Unveiling Optimal Models for Phenotype Prediction in Soybean Branching: An In-depth Examination of 11 Non-linear Regression Models, Highlighting SVR and SHAP Importance

Abstract

Abstract Plant breeding is gaining importance as a sustainable tool to address the challenges posed by a growing global population and enhance food security. Advanced high-throughput omics technologies are utilized to accelerate crop improvement and develop resilient varieties with higher yield performance.

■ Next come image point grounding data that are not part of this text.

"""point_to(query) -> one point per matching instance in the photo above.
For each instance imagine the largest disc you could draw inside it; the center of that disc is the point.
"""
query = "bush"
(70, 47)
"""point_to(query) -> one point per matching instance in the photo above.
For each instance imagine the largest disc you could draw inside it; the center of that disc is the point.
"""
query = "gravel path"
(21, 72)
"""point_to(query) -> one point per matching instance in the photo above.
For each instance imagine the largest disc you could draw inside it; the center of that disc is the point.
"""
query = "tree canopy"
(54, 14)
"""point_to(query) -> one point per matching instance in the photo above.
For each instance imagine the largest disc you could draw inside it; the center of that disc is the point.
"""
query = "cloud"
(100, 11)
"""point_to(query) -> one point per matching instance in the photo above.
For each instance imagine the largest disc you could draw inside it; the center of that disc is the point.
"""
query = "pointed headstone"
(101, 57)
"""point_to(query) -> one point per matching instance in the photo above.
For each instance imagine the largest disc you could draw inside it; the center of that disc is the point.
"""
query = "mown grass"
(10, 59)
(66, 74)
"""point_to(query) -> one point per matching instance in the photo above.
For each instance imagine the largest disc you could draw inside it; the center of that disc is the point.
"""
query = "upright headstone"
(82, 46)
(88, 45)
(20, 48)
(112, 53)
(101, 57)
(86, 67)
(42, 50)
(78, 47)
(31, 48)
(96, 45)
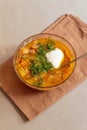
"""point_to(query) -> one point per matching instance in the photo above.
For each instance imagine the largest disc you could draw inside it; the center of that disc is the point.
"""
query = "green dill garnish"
(40, 63)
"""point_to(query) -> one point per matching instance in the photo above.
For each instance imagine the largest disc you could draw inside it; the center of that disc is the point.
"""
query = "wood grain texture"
(32, 102)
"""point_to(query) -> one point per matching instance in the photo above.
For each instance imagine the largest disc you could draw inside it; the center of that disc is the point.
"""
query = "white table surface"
(18, 20)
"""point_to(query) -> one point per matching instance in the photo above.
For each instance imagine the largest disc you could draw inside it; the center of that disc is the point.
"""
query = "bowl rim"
(23, 43)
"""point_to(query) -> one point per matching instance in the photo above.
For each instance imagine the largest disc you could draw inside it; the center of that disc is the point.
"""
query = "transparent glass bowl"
(36, 37)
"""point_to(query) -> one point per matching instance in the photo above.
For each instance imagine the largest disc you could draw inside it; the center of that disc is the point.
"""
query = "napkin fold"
(32, 102)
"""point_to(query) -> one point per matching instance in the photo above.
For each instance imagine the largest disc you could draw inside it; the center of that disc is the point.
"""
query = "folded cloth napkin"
(32, 102)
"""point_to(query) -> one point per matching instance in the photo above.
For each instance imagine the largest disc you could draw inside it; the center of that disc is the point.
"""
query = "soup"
(35, 68)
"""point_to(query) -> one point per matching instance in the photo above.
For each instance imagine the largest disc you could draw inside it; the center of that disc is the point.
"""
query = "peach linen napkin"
(32, 102)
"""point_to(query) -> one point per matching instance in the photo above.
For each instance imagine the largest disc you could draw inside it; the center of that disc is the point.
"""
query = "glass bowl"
(69, 70)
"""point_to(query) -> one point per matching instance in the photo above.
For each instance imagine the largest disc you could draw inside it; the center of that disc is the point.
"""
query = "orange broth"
(50, 78)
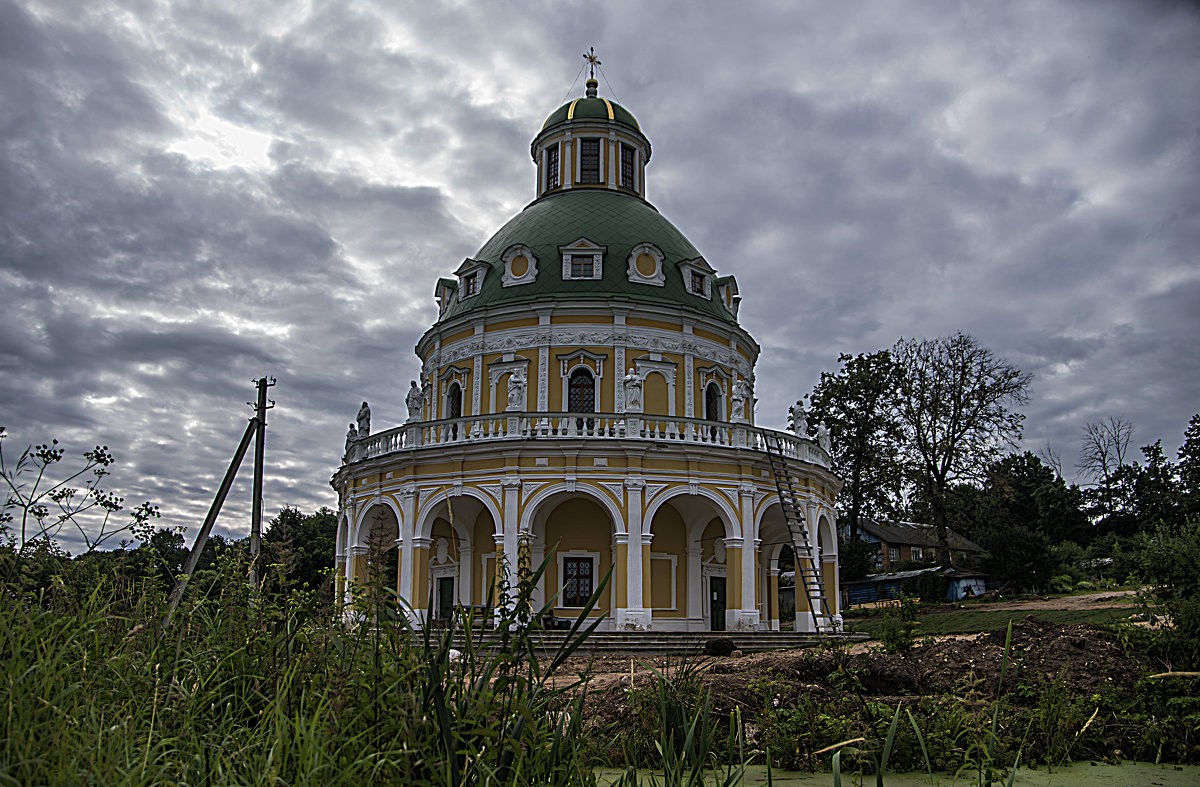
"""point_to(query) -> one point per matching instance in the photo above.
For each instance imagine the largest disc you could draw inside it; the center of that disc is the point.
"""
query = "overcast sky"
(195, 194)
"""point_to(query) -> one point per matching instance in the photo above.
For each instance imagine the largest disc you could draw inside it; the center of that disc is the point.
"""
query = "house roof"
(917, 535)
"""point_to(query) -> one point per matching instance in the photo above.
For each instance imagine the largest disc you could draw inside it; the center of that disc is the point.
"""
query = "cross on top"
(593, 61)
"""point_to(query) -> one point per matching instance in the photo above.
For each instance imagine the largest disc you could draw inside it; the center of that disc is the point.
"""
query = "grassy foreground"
(979, 619)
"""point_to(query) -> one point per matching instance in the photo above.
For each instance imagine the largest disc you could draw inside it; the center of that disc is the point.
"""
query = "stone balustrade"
(583, 426)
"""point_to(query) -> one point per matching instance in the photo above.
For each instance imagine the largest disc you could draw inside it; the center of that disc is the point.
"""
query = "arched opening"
(688, 588)
(581, 395)
(713, 407)
(713, 402)
(453, 408)
(576, 533)
(377, 558)
(581, 391)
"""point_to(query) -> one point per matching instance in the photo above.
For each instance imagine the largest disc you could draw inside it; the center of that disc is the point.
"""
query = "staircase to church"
(808, 572)
(683, 643)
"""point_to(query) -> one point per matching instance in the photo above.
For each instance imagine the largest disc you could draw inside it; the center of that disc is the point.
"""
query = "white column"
(407, 532)
(508, 536)
(695, 587)
(635, 616)
(748, 617)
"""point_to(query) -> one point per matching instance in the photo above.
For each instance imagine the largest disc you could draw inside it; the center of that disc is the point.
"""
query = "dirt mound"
(1085, 659)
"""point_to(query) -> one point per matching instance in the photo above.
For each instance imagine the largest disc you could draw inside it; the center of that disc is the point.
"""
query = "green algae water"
(1080, 774)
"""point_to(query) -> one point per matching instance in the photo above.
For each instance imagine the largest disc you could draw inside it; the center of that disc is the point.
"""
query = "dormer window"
(697, 277)
(582, 259)
(589, 161)
(471, 277)
(627, 167)
(582, 266)
(552, 180)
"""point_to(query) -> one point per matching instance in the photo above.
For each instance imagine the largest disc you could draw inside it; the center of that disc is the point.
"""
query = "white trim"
(511, 280)
(675, 578)
(583, 247)
(559, 604)
(658, 277)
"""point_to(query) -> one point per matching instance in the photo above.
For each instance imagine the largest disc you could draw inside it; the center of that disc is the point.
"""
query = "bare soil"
(1085, 658)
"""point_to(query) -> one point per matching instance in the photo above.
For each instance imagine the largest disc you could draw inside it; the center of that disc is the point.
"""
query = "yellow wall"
(670, 538)
(580, 524)
(654, 395)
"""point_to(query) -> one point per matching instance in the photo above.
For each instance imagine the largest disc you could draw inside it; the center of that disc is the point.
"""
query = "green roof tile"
(606, 218)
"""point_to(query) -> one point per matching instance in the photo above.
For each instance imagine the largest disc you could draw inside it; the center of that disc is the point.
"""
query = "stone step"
(667, 642)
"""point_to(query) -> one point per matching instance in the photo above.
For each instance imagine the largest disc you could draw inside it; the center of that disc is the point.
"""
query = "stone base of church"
(633, 620)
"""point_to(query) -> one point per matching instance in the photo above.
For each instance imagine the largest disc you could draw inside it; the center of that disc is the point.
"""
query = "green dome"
(607, 218)
(592, 109)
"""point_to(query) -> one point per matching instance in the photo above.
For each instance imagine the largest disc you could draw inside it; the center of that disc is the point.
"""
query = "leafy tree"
(957, 408)
(301, 546)
(856, 558)
(1189, 468)
(858, 404)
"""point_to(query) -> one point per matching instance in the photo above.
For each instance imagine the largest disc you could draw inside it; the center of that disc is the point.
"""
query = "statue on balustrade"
(516, 391)
(352, 445)
(797, 419)
(364, 420)
(633, 391)
(741, 396)
(415, 402)
(823, 437)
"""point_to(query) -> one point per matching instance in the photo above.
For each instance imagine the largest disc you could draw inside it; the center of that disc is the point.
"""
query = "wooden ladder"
(808, 572)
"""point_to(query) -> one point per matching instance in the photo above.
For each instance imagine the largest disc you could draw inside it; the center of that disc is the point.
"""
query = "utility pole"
(257, 427)
(256, 517)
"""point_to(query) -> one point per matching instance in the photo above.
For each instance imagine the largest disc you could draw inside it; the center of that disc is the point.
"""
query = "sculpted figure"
(633, 392)
(741, 396)
(364, 421)
(352, 438)
(798, 418)
(516, 390)
(414, 401)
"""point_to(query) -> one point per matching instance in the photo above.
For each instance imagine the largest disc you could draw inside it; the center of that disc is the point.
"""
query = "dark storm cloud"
(197, 194)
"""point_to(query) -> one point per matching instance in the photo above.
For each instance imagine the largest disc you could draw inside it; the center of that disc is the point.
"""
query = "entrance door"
(717, 602)
(445, 598)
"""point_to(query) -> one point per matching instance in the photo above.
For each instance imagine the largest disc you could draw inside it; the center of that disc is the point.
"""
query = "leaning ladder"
(808, 572)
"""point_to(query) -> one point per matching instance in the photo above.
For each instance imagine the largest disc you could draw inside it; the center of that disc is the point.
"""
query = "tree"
(1102, 457)
(858, 404)
(300, 545)
(1189, 468)
(957, 408)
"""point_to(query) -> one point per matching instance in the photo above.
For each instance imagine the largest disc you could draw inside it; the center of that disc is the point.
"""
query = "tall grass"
(274, 692)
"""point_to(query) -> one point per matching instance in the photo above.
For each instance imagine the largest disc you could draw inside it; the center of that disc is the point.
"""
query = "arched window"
(581, 392)
(454, 407)
(713, 402)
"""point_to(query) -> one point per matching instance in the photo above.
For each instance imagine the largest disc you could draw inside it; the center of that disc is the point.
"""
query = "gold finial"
(593, 61)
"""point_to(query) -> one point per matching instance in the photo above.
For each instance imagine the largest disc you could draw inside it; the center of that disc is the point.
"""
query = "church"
(587, 394)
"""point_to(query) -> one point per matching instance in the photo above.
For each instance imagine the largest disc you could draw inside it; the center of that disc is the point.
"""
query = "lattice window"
(589, 161)
(581, 392)
(582, 266)
(552, 167)
(577, 581)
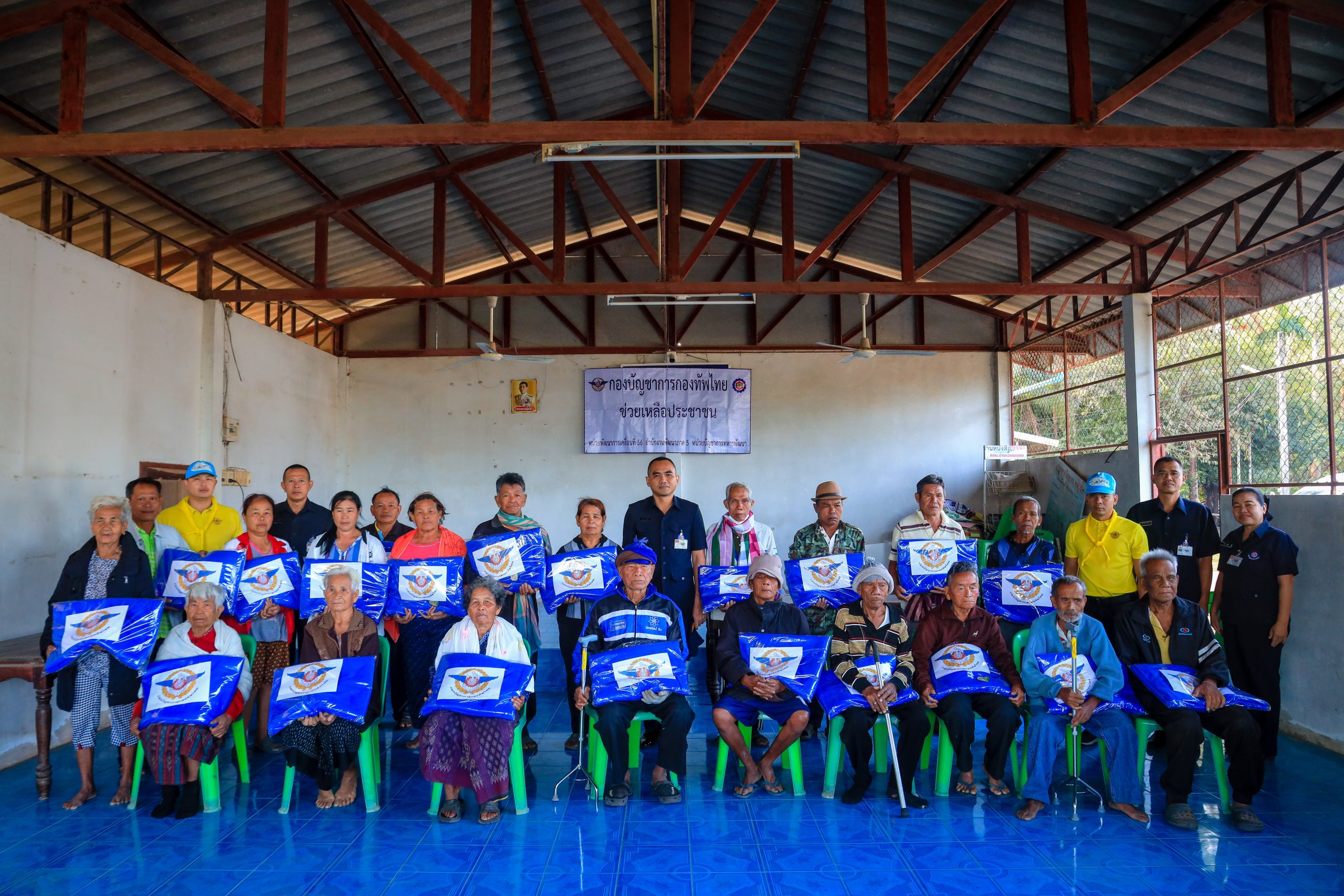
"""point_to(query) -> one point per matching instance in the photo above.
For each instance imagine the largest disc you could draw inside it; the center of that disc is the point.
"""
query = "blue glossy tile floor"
(710, 844)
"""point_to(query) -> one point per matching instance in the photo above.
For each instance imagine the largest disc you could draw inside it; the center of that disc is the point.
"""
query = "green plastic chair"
(515, 775)
(1146, 726)
(835, 751)
(209, 770)
(598, 758)
(370, 773)
(792, 761)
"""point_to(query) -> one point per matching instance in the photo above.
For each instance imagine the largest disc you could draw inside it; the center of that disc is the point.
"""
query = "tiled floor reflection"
(710, 844)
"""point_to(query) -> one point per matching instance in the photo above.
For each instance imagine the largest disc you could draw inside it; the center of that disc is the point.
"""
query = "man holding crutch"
(873, 621)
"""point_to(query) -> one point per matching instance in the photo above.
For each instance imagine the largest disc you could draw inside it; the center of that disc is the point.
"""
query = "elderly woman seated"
(324, 747)
(471, 751)
(108, 566)
(176, 751)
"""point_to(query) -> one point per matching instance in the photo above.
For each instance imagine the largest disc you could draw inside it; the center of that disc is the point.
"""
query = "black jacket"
(747, 617)
(130, 578)
(1193, 642)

These technologies generate vast genetic data, which can be exploited to manipulate key plant characteristics for crop improvement. The integration of big data and AI in plant breeding has the potential to revolutionize the field and increase food security. By using branching data (phenotype) of 1918 soybean accessions and 42k SNP polymorphic data (genotype), this study systematically compared 11 non-linear regression AI models, including four deep learning models (DBN regression, ANN regression, Autoencoders regression, and MLP regression) and seven machine learning models (e.g., SVR, XGBoost regression, Random Forest regression, LightGBM regression, GPS regression, Decision Tree regression, and Polynomial regression). After being evaluated by four valuation metrics: R2 (R-squared), MAE (Mean Absolute Error), MSE (Mean Squared Error), and MAPE (Mean Absolute Percentage Error), it was found that the SVR, ANN, and Autoencoder outperformed other models and could obtain a better prediction accuracy if they were used for phenotype prediction. To support the evaluation of deep learning methods, feature importance and GO enrichment analyses were conducted. After comprehensively comparing four feature importance algorithms, there was no significant difference among the feature importance ranking score among these four algorithms, but the SHAP value could provide rich information on genes with negative contributions, and SHAP importance was chosen for feature selection. The genes identified by the SVR model plus SHAP importance combination clearly grouped into three clusters on the soybean whole genome. Our GO enrichment results also confirmed the prediction accuracy of this methods combination. The results of this study offer valuable insights for AI-mediated plant breeding, addressing challenges faced by traditional breeding programs. The method developed has broad applicability in phenotype prediction, minor QTL mining, and plant smart-breeding systems, contributing significantly to the advancement of AI-based breeding practices and transitioning from experience-based to data-based breeding.